Со злости Паша пихнул швабру под кровать, но та упёрлась во что-то, не добравшись до стены. Мальчик попытался было её протолкнуть, но у него не получилось. «Да что такое!» – воскликнул он, и нырнул под койку.
– Нашел-таки свой клад? – не унималась Настя.
– Смейся дальше! Нашел! – ответил, вытащив из-под кровати маленький деревянный сундучок, Паша. Спустя пару минут возни с замочком он открыл его и закричал: – Мама дорогая, что это такое?!
В сундучке лежало чучело опоссума. Также рядом с ним находилась записка с той надписью.
– «Помни, для чего ты рожден, – твой отец, Валерий Николаевич», – прочитал мальчик и побледнел. Настя засмеялась.
– Дуралей ты этакий! Все-таки полез рыться в моих вещах! – прикрикнул появившийся в дверном проходе Александр Валерьевич.
– Дед?! – обомлел Паша в ужасе.
– Что?! Обосрался?! – старик с трудом сдерживал смех. – Сегодня поделюсь с дядей Серёжей, он такие вещи любит. А теперь пошли отсюда!

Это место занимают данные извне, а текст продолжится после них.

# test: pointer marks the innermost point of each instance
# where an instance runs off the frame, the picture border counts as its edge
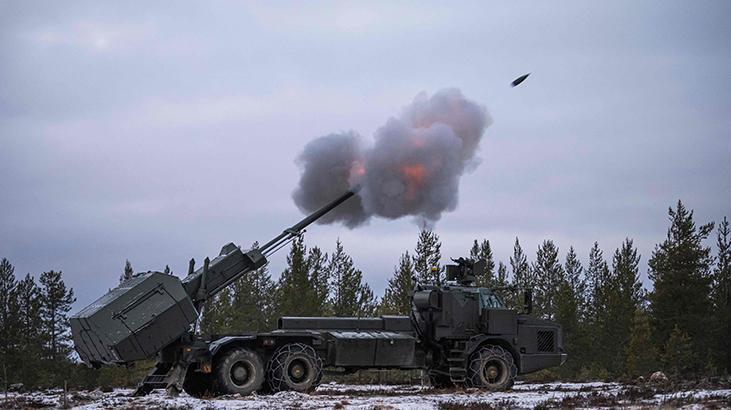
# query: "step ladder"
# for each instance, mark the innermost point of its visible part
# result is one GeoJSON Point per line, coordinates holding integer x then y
{"type": "Point", "coordinates": [457, 363]}
{"type": "Point", "coordinates": [163, 376]}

Потерявший дар речи Паша и обхохатывавшаяся Настя покинули комнату невероятно довольного деда. Мальчик направился к себе. Его терзали смешанные чувства. На сестру он затаил небольшую обиду, поскольку не любил, когда над ним смеялись. Что же касалось деда, то мальчику было стыдно. И не только за то, что он подслушал их с дядей разговор, но и за поведение в комнате старика. Обычно Пашу хвалили за любознательность и ему это нравилось. Сейчас же он корил себя за несоблюдение личных границ и понимал, что просто обязан над этим поработать.

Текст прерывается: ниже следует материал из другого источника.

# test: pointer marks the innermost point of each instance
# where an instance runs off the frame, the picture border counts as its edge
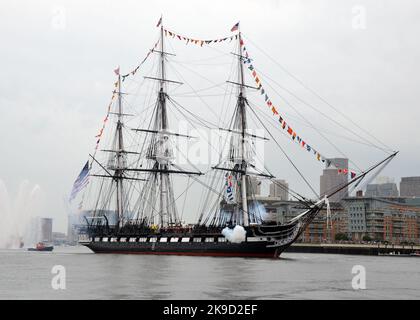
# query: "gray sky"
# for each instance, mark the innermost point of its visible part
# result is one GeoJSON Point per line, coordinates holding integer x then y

Стоило мальчику выйти из комнаты, как он столкнулся лицом к лицу с Настей. Ее руки были готовы к объятьям – Паша угодил прямо в ее ловушку. Не отпуская брата, сестра попросила прощения за то, что смеялась над ним. Мальчик не всегда прощал людей сразу же, но тут у него просто-напросто не было выбора: чем быстрее он отпустит обиду, тем быстрее освободится.